For the last few years I have been bouncing around the idea of making a Marseille style soap. For those of you not familiar Marseille soap is a traditional soap that comes from the coastal city of Marseille in southern France. Made almost exclusively from olive oil, sea water and ash from sea vegetation. The mixture is cooked in large vats for upwards of two weeks. After the soap is cooked it is poured, cut into large cubes, stamped on all 6 sides & left to cure. The stamping really gives the soap cubes their iconic look (IMO).
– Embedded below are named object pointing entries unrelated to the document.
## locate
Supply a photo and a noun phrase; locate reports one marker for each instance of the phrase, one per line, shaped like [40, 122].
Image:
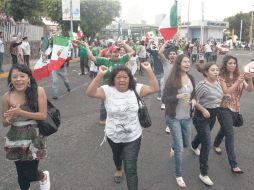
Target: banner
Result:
[75, 9]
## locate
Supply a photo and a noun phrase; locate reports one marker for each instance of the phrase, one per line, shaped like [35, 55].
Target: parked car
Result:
[222, 49]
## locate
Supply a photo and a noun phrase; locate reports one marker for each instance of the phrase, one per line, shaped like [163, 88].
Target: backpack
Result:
[52, 123]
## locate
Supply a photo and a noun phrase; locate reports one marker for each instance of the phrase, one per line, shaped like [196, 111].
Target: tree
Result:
[235, 23]
[26, 9]
[95, 15]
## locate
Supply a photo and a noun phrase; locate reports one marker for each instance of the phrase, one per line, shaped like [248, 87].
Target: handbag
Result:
[51, 124]
[238, 121]
[143, 114]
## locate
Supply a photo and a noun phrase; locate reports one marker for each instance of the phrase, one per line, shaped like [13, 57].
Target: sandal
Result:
[217, 150]
[180, 182]
[237, 170]
[118, 179]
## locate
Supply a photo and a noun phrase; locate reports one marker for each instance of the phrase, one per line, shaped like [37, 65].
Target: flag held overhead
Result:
[168, 27]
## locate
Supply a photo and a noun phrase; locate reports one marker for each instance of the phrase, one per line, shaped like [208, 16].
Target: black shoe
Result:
[118, 179]
[237, 171]
[54, 97]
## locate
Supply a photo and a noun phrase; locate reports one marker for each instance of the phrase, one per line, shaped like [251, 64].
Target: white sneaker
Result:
[171, 153]
[180, 182]
[206, 179]
[196, 151]
[45, 185]
[167, 130]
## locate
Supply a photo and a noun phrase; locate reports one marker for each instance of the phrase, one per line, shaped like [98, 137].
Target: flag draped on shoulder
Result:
[168, 27]
[59, 54]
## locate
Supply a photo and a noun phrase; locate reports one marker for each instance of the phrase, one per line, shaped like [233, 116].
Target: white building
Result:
[203, 30]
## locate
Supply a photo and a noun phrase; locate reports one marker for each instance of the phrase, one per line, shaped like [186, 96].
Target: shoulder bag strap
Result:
[138, 97]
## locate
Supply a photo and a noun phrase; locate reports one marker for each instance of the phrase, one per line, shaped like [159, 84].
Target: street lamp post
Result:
[188, 21]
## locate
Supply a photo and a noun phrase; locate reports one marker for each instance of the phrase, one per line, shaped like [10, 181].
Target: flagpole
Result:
[71, 16]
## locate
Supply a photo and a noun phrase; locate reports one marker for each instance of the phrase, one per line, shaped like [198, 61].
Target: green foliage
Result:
[235, 23]
[26, 9]
[95, 15]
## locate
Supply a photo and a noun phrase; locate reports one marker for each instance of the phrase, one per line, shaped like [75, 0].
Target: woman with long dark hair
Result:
[123, 129]
[233, 83]
[209, 95]
[179, 98]
[23, 104]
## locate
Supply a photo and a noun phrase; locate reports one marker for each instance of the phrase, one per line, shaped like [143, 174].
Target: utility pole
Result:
[251, 29]
[71, 16]
[188, 26]
[241, 28]
[6, 7]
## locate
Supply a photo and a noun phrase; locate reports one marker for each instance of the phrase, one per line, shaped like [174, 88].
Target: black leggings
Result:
[128, 153]
[27, 172]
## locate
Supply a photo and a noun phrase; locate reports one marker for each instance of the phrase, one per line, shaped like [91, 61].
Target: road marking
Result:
[4, 75]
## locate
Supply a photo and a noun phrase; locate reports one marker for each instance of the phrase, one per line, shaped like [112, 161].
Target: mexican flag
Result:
[150, 35]
[80, 32]
[44, 66]
[168, 27]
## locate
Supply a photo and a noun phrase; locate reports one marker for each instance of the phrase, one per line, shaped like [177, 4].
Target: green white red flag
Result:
[43, 68]
[80, 32]
[168, 27]
[150, 35]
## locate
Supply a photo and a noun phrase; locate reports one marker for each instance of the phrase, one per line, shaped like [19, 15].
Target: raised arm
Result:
[128, 49]
[94, 90]
[162, 49]
[89, 53]
[153, 82]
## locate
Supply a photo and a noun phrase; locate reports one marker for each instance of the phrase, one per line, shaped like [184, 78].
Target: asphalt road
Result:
[76, 161]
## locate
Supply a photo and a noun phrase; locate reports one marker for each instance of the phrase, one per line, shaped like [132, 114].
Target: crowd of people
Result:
[114, 71]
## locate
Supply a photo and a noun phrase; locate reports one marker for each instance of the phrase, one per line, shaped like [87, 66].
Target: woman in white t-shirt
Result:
[123, 129]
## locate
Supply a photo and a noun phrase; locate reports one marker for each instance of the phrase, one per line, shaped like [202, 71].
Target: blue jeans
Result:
[226, 117]
[181, 134]
[159, 77]
[63, 74]
[128, 154]
[203, 137]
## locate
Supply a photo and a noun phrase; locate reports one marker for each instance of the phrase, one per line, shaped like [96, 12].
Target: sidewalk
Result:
[7, 67]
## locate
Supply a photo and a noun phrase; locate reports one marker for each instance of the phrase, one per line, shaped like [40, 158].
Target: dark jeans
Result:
[83, 65]
[128, 153]
[14, 59]
[1, 60]
[103, 112]
[27, 172]
[225, 118]
[26, 60]
[203, 137]
[194, 58]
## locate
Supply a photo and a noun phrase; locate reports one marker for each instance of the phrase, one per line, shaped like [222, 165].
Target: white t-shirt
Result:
[122, 123]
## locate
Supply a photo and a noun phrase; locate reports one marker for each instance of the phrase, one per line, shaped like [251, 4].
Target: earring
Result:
[10, 85]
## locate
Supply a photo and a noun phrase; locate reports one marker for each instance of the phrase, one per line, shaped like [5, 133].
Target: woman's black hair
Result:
[31, 93]
[223, 68]
[132, 82]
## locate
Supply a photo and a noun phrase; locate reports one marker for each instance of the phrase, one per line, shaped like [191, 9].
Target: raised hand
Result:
[103, 69]
[146, 66]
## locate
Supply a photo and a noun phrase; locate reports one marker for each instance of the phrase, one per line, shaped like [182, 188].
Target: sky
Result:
[217, 10]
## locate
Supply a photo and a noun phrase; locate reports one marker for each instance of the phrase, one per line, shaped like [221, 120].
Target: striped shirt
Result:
[209, 95]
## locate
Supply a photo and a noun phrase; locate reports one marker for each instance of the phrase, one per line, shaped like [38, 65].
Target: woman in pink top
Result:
[233, 83]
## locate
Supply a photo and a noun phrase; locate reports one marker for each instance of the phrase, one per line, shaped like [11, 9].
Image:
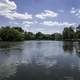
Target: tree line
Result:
[8, 33]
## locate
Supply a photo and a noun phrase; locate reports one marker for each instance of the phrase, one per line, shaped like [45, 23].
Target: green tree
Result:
[68, 33]
[10, 34]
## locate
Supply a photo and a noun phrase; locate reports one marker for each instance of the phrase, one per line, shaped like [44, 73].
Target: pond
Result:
[40, 60]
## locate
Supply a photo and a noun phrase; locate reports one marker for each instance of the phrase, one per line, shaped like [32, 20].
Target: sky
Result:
[47, 16]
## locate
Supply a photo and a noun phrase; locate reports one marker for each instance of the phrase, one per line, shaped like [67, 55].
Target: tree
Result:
[10, 34]
[68, 33]
[29, 36]
[39, 36]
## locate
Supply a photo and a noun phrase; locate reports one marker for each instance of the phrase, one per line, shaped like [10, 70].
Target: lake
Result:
[40, 60]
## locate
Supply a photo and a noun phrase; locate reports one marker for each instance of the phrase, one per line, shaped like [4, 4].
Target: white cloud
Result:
[46, 13]
[55, 23]
[8, 10]
[76, 12]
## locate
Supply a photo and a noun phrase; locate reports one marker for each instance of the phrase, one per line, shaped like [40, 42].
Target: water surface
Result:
[40, 60]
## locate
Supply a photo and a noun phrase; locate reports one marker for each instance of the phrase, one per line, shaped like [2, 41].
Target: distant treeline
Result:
[8, 33]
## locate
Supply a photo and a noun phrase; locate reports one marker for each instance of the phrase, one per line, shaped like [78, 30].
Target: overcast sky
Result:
[47, 16]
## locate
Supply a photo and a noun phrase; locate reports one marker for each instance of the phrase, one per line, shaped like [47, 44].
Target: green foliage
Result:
[68, 33]
[29, 36]
[17, 34]
[10, 34]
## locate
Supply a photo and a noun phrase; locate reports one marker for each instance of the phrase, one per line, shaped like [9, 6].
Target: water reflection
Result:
[40, 60]
[68, 46]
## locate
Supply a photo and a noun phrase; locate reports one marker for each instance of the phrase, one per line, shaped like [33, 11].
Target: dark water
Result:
[40, 60]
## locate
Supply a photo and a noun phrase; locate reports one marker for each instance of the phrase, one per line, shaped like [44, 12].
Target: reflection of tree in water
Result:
[77, 48]
[9, 47]
[68, 46]
[6, 70]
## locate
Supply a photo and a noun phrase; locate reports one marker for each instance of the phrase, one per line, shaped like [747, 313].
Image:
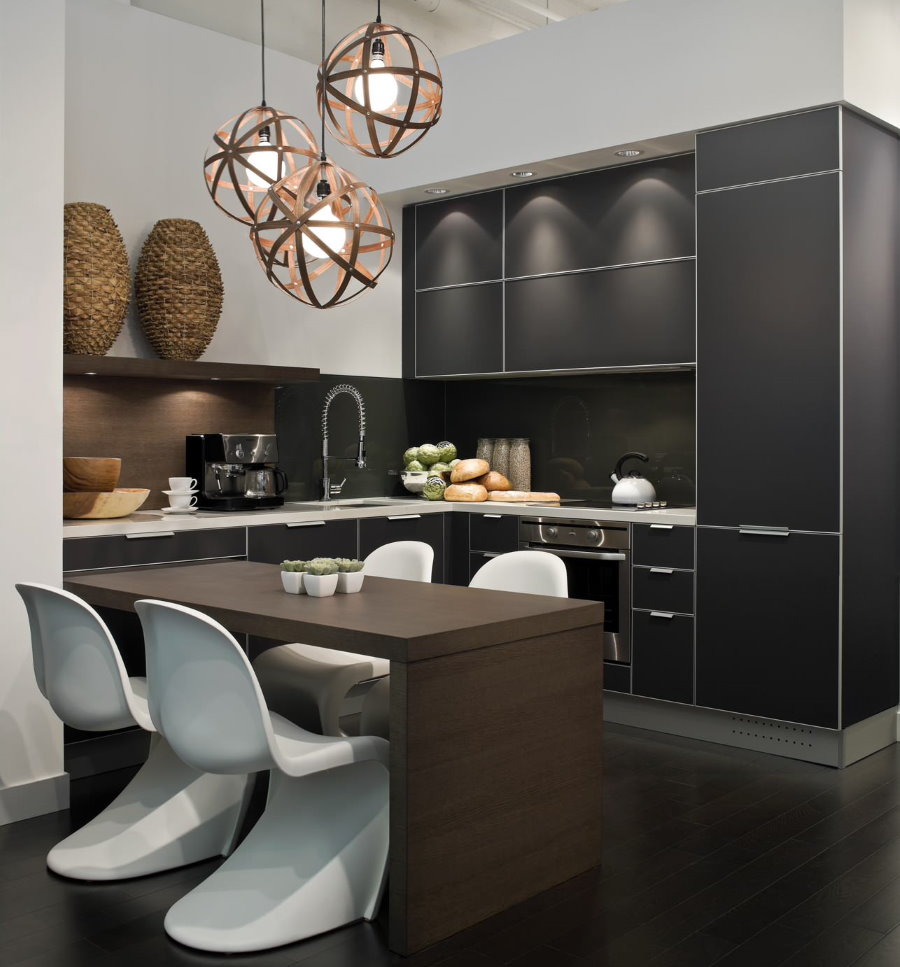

This soap is used for anything and everything. (Laundry, dishes, washing floors, cleaning bathrooms, washing yourself, cleaning jewelry, it can also be used as an insecticide) If you have used a handmade soap before you will be familiar with the squeaky clean feeling that is left on your skin when washing with it. Marseille soap is the same. Seriously if wash dishes with it I find there is no water marks when they dry! It amazing.
However using the name Marseille is similar to Champagne. You can only use the name if it is produced in that region and made in the traditional method. I’m I love with this old world prosses but I don’t have the capacity to boil my soap in big vats for weeks on end in my basement (that is the location of my work space). So I had to tweak the concept a bit.
I precent to you UTILITY SOAP
The Prairie Fire Utility Soap is made with 72 % extra virgin olive oil, organic coconut oil, as well as salt water matching the salinity of the ocean. The salty water is made with sea salt that was produced on Vancouver island. And in homage to my French inspiration stamped on all six sides. These oversized blocks are hand cut, hand stamped and left to cure for 3 + months.
Utility soap is a great plastic free & chemical free replacement for many home cleaners. The main on being dish soap. One block of utility soap will replace 6-7 bottles of liquid dish soap.